その前に、じっちゃんと僕で舞いますから、のんびり見学しててください」
翔太は皆を見回してニッコリ微笑んだ。
* * *
飛呂之と翔太が舞装束の支度をするまで、しばらく時間があるので、いったん休憩となり、皆は庭の見えるテラス席でお茶をしていた。

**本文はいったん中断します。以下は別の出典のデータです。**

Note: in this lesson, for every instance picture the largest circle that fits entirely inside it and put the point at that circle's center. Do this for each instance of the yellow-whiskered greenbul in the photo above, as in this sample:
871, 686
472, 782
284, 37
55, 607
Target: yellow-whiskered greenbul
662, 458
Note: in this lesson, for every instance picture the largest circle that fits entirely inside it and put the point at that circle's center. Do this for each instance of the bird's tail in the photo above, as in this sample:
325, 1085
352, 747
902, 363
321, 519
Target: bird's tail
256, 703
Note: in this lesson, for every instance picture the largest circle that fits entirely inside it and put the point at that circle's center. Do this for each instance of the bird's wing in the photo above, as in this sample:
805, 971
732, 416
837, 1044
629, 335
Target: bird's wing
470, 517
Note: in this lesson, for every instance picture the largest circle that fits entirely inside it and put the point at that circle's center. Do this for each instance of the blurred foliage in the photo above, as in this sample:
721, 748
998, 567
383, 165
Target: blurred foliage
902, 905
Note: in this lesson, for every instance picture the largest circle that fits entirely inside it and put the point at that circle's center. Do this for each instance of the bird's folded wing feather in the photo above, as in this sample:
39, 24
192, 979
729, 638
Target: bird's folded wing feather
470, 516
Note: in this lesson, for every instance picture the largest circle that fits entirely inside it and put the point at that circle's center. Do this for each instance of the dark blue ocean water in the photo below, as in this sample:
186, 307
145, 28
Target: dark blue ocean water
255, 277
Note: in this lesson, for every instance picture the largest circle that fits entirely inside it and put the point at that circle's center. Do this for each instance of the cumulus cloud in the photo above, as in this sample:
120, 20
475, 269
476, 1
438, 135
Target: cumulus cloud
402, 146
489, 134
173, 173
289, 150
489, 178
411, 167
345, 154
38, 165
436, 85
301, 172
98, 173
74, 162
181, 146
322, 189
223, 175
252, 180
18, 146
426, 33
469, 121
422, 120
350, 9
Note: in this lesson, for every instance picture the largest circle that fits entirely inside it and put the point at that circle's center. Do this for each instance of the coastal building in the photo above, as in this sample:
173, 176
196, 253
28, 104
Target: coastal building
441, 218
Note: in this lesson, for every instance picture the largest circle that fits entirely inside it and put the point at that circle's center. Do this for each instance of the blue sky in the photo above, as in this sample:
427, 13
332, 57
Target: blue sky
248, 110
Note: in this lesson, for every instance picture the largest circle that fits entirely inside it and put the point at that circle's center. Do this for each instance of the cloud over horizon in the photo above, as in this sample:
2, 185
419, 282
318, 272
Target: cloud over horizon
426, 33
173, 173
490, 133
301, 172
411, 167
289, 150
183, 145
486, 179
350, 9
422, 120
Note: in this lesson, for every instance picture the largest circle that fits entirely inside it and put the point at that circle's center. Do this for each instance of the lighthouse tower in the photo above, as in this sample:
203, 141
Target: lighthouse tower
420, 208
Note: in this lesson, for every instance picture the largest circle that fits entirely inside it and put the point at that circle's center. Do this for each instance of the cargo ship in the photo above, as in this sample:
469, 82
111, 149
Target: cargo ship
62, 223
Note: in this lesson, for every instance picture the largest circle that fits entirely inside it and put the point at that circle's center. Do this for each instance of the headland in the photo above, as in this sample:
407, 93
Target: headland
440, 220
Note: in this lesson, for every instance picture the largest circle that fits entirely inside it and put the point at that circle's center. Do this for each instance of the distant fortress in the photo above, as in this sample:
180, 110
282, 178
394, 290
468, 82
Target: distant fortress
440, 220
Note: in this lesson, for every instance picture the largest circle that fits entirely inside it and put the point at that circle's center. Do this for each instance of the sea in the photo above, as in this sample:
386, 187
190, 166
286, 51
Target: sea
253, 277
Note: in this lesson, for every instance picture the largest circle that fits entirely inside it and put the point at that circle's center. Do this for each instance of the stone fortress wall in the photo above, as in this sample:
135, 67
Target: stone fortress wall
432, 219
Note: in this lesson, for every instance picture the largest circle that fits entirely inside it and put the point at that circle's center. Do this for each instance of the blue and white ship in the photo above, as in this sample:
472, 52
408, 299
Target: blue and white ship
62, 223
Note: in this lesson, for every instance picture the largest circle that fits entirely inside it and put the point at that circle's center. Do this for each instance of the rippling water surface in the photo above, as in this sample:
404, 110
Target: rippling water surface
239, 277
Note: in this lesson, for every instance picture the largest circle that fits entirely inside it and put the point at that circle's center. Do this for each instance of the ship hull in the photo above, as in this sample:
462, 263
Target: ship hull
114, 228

「あれ? 紗由ちゃん、いないね」真里菜が辺りを見回す。
「どうしたのでござろう。こんなにお菓子があるのに…」
「カケラをさがして、隠してくるっていってたよ」ジュースを飲み終えた悠斗が言う。
「カケラって何ですの?」
「わかんない」
「お菓子ぜんぶ食べちゃうよって言えばもどってくるよ」
恭介が言うと、その背後から猛スピードで走ってくる紗由。
「ふう。つかれた」
恭介の目の前の皿からクッキーを取り、口に入れる。
「あ!」
「じゃ、また行ってきまーす!」
紗由は再び、あっという間に走り去って行った。
* * *
やがて、蔵の中にある祭壇の前で、飛呂之と翔太の舞が始まった。
飛呂之は神箒を手にしている。翔太は両手に鈴を持っている。
小さな箒の四面に四神の人形が飾られていて、正面に飾る獣神は、その年によって変わるが、今年は青龍神だった。
息がぴったりと合ったその舞を、観客たちは息を飲んで見つめていた。
あの華音でさえ、じっと静かにしている。
しばらくすると、観客たちの間を、花道のように踊りながら通って、蔵の外へ出て行く二人。
二人の後をついていく観客たち。
二人が表に用意された舞台の上に登ると、その背後に青龍が姿を現した。
「せいりゅうさまだ!」声をそろえる聖人と真琴。
さらにその背後に、白虎、朱雀、玄武も姿を現した。
「びゃっこさま!」
「すざくさま!」
「げんぶさま!」
獣神が現れる度に大声で叫ぶ聖人と真琴。
観客たちが獣神たちを食い入るように見つめている。
そしてその時、観客の後ろの方へと近づいてくる姿を、凛だけが気づいていた。